According to the latest documents filed with the Securities and Exchange Commission (SEC) on Friday, Alibaba has planned to raise up to USD 24.3 billion (£15bn) in its share sale when it begins trading at the at the New York Stock Exchange (NYSE) from September 19 under the code BABA.
Sources say the company is likely to set the share price on September 18.
With a whopping amount of USD 24.3 billion, Alibaba will break previous record amount of USD 22.1 billion set by Agricultural Bank of China.
As the IPO debut of the Chinese retail giant into the American market nears, speculations, fears and high hopes are mounting higher day-by-day.
Here are the top ten reasons you should know as an investor in Alibaba:
- Analysts say the company is likely to keep its share price in the range of USD 60-66 per share. With this size, Alibaba’s IPO would become the largest ever for a US-listed firm.
- The total value of the company is expected to be about USD 163 billion, which is really a big one in the US stock market history.
- The speculated worth value will make the Chinese retailer larger than 95 percent of the firms featuring on the S&P500. Hence, being a shareholder into a big company like Alibaba is a fair deal.
- Alibaba is expected to raise about USD 21 billion, which would be more than USD 17.9 billion raised by Visa in 2008, the largest US IPO till date.
- The Chinese firm would sell 320.1 million depositary shares in its IPO in the US. And the share price ranges between USD 60 to USD 66 per share. Analysts say the expected price range is a worthy deal for the investors.
- If the company’s projections materialize, the market cap of Alibaba would go as high as USD 245 billion overnight.

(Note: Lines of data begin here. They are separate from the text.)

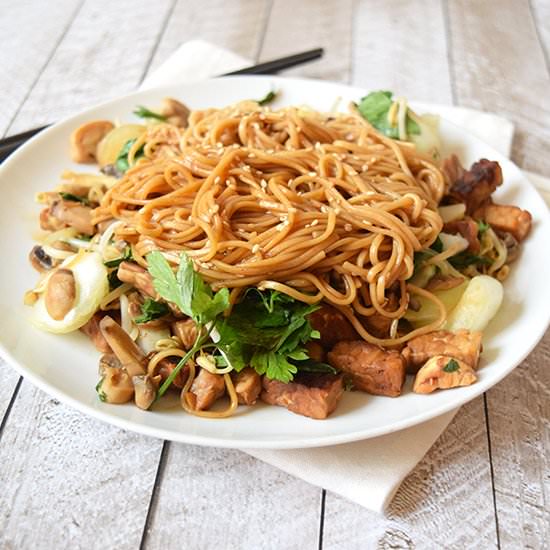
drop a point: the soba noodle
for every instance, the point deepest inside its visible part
(320, 207)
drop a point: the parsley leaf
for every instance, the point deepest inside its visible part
(143, 112)
(451, 366)
(121, 163)
(74, 198)
(150, 309)
(126, 255)
(267, 330)
(186, 289)
(268, 98)
(375, 106)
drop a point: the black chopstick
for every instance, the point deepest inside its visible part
(9, 144)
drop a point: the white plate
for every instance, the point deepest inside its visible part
(66, 366)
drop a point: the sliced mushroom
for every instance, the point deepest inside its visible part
(85, 138)
(73, 214)
(115, 385)
(130, 356)
(60, 294)
(40, 260)
(145, 391)
(108, 360)
(137, 276)
(443, 372)
(176, 113)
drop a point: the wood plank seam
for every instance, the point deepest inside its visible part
(43, 68)
(10, 405)
(352, 38)
(449, 44)
(154, 49)
(322, 518)
(491, 469)
(154, 493)
(545, 52)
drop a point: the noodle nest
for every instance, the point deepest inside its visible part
(321, 207)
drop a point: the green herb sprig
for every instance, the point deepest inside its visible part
(192, 295)
(74, 198)
(121, 163)
(150, 310)
(268, 98)
(144, 112)
(375, 107)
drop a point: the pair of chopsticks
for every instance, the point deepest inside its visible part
(11, 143)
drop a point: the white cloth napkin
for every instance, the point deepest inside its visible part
(367, 472)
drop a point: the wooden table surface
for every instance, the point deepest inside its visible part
(69, 481)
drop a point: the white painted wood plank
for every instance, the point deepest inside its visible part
(8, 382)
(446, 502)
(308, 24)
(220, 498)
(68, 480)
(519, 417)
(30, 33)
(541, 15)
(401, 46)
(499, 66)
(237, 26)
(102, 55)
(452, 484)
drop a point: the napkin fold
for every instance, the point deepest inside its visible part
(368, 472)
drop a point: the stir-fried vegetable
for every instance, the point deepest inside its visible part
(266, 330)
(396, 120)
(144, 112)
(268, 98)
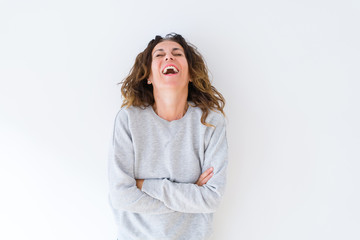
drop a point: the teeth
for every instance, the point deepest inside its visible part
(170, 67)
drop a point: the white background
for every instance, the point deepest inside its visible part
(289, 71)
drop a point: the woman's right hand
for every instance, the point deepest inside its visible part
(205, 177)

- Analysts say the Chinese company that was barely known to anyone just a few weeks ago will be bigger than prominent companies like Facebook, eBay and Amazon in an instant.
- Once it goes public, Alibaba will soon turn into enormous cash war chest. With huge cash in hand it will go hunting for acquisitions that boost customer penetration and revenue simultaneously.

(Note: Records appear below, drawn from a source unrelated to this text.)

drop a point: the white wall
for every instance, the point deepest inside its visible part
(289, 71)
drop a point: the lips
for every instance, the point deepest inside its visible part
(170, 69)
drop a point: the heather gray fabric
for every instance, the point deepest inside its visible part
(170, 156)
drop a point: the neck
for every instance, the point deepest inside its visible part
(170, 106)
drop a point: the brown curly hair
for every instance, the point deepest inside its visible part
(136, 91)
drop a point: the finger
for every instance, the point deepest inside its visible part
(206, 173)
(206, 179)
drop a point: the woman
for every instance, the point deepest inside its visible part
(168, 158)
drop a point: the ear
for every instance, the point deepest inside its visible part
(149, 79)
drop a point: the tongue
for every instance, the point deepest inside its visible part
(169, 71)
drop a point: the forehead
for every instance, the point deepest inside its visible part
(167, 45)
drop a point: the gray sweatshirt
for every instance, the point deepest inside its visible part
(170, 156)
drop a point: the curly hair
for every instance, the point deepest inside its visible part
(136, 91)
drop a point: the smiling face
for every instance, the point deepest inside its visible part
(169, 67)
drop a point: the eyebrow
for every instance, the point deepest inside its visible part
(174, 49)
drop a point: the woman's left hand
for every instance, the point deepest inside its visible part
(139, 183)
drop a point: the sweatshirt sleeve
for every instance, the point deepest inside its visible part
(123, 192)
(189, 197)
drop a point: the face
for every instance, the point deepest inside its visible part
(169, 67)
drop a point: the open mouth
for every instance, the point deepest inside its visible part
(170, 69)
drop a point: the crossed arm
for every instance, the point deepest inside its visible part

- The deal bigger as Alibaba’s magnitude has already sent enormous shockwaves across the financial markets. Sources say the company plans to sell nearly half of its stake while giving them a mammoth amount of cash. But where will all those cash go? Analysts say the money will go to three places:
- The company could return the cash to shareholders via a buyback
- The cash could be handed out to the shareholders with a hefty dividend
- Last but not the least, the company could start focusing on expansion projects by making some big acquisitions
Analysts say, in any case, it’s a victory situation for the shareholders.
10. Slow and steady wins the race. This adage goes very well with Alibaba. Its sales rose 55 percent in the year that ended in March, while its net income rose nearly six-fold over two years.